Mr. Thompson specialized in designing gathering places such as Boston's Faneuil Hall Marketplace, Baltimore's Harborplace, and New York City's South Street Seaport, as well as St. Paul's Ordway Center for the Performing Arts. In 1992 he was awarded the highest honor in American architecture, the Gold Medal of the American Institute of Architects.

Benjamin Thompson and Associates, his own firm, was founded in Cambridge in 1966. He was also the director of Harvard University's School of Architecture from 1963-67.

He was a 1941 graduate of the Yale University BFA program and served in the U.S. Navy from 1942-44.

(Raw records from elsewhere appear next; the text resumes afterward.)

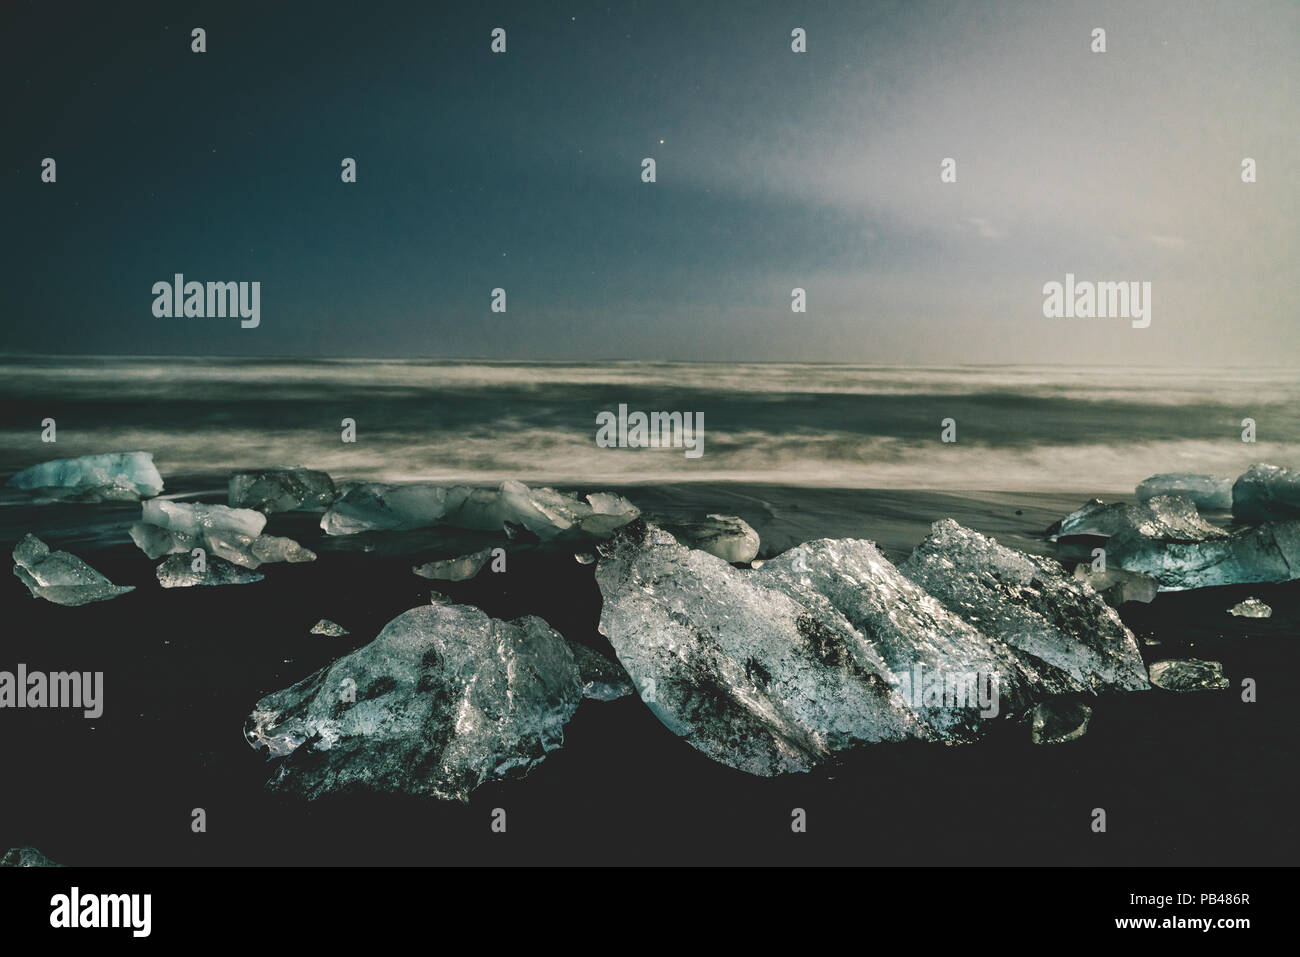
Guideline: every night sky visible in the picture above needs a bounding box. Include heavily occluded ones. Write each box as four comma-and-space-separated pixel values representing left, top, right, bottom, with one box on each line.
3, 0, 1295, 363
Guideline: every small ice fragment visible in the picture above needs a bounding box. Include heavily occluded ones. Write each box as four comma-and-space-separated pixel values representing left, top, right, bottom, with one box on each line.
1228, 597, 1272, 618
1148, 659, 1230, 692
250, 535, 316, 564
310, 619, 349, 637
7, 451, 164, 502
412, 548, 492, 582
1072, 565, 1158, 606
574, 552, 596, 565
156, 553, 264, 588
1031, 700, 1092, 744
568, 642, 634, 701
11, 534, 134, 606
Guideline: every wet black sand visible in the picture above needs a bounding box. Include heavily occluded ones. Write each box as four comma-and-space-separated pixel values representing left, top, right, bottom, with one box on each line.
1, 481, 1296, 865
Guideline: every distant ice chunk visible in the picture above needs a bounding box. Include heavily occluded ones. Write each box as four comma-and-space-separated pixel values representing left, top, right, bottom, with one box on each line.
1072, 565, 1158, 606
413, 548, 492, 582
1136, 473, 1232, 510
244, 603, 583, 802
7, 451, 163, 502
901, 520, 1150, 694
310, 619, 349, 637
1109, 519, 1300, 590
1228, 597, 1272, 618
1054, 495, 1226, 542
658, 514, 760, 563
1031, 700, 1092, 745
1148, 659, 1229, 692
250, 535, 317, 565
320, 483, 470, 535
321, 480, 639, 541
1232, 463, 1300, 522
228, 467, 336, 513
12, 534, 134, 606
156, 554, 264, 588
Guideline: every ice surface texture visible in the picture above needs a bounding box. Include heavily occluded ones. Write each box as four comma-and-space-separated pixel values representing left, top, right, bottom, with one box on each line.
245, 603, 582, 802
595, 520, 1146, 776
228, 467, 336, 513
7, 452, 163, 502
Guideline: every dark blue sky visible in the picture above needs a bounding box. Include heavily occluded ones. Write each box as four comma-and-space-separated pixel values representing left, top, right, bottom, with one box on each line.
3, 0, 1295, 363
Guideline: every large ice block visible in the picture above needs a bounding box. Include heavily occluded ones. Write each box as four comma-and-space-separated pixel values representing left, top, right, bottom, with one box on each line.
244, 603, 582, 802
7, 452, 164, 502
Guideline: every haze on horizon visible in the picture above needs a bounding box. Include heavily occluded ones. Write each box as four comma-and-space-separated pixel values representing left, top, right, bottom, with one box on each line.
3, 0, 1296, 367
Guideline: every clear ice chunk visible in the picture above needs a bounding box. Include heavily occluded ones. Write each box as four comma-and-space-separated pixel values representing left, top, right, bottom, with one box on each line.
901, 520, 1150, 693
1071, 565, 1158, 606
1054, 495, 1226, 542
129, 522, 198, 560
658, 514, 760, 563
595, 520, 1147, 777
1228, 597, 1272, 618
1136, 473, 1232, 510
412, 548, 492, 582
310, 618, 350, 637
1148, 658, 1229, 692
11, 534, 134, 606
228, 467, 336, 513
1232, 463, 1300, 522
244, 603, 583, 802
142, 500, 267, 539
156, 553, 264, 588
135, 501, 312, 568
7, 451, 164, 502
568, 642, 634, 701
320, 480, 638, 540
1109, 519, 1300, 590
1031, 700, 1092, 744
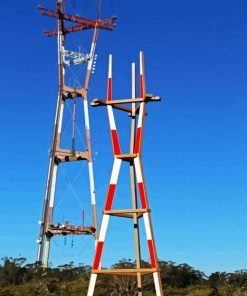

Survivors include his wife, Jane; three sons; two daughters; two stepchildren; and 10 grandchildren.


Barry Warren
Cumberland County, North Carolina, Planning Director Barry Warren died March 20, 2002, at the age of 54. Mr. Warren first came to work in Cumberland County in late 2000. He grew up in Caldwell County, North Carolina, and worked in county planning there for about 25 years. He also served three years as a member of the Cedar Rock Village Council.

Obituaries in local papers reported that Warren helped organize a plan to make applying for health and building permits easier by offering them at one location, and that he also began a program to cross-train building inspectors to reduce the number of trips needed to inspect each construction site. He was a member of APA and a veteran of the U.S. Army.

Mr. Warren is survived by his wife, Judy Warren, and their sons, Matthew and Joseph.


Fredrik W. Wiant
Fredrik W. (Rik) Wiant, AICP, a planner with the Army Corps of Engineers, died December 28, 2002, in a traffic accident near Nashua, Iowa. He was 61.

Mr. Wiant, who lived in Reston, Virginia, served in the U.S. Army and in the National Guard, leaving military service as a major in 1990. After his discharge, he worked as a civilian planner with the Corps of Engineers.

He was a member of APA's Federal Planning Division and a member of the American Institute of Certified Planners. John McDermon, chair of the Federal Planning Division, said that Mr. Wiant's monthly e-zine Visions kept hundreds of subscribers informed about all things affecting Army Real Property & Master Planning.

Survivors include his wife, Myrna; three children; four stepchildren; his stepmother; and a grandson.


Benjamin C. Withers, FAICP
Benjamin Withers, 64, a charter member of the American Institute of Certified Planners (AICP), died June 12, 2002. In April 2002, he had been inducted into the College of Fellows of AICP in recognition of his 42 years of distinguished service to the planning profession.

A resident of Tampa, Florida, Mr. Withers worked in private practice as an urban planner and real estate consultant. He was a past member of the Hillsborough County Planning Commission, and was also a member of the Counselors of Real Estate and a licensed real estate appraiser. He held a master's degree in urban planning from Florida State University.

He is survived by his wife of 40 years, Veronica Withers; a son; two grandchildren; and other family members.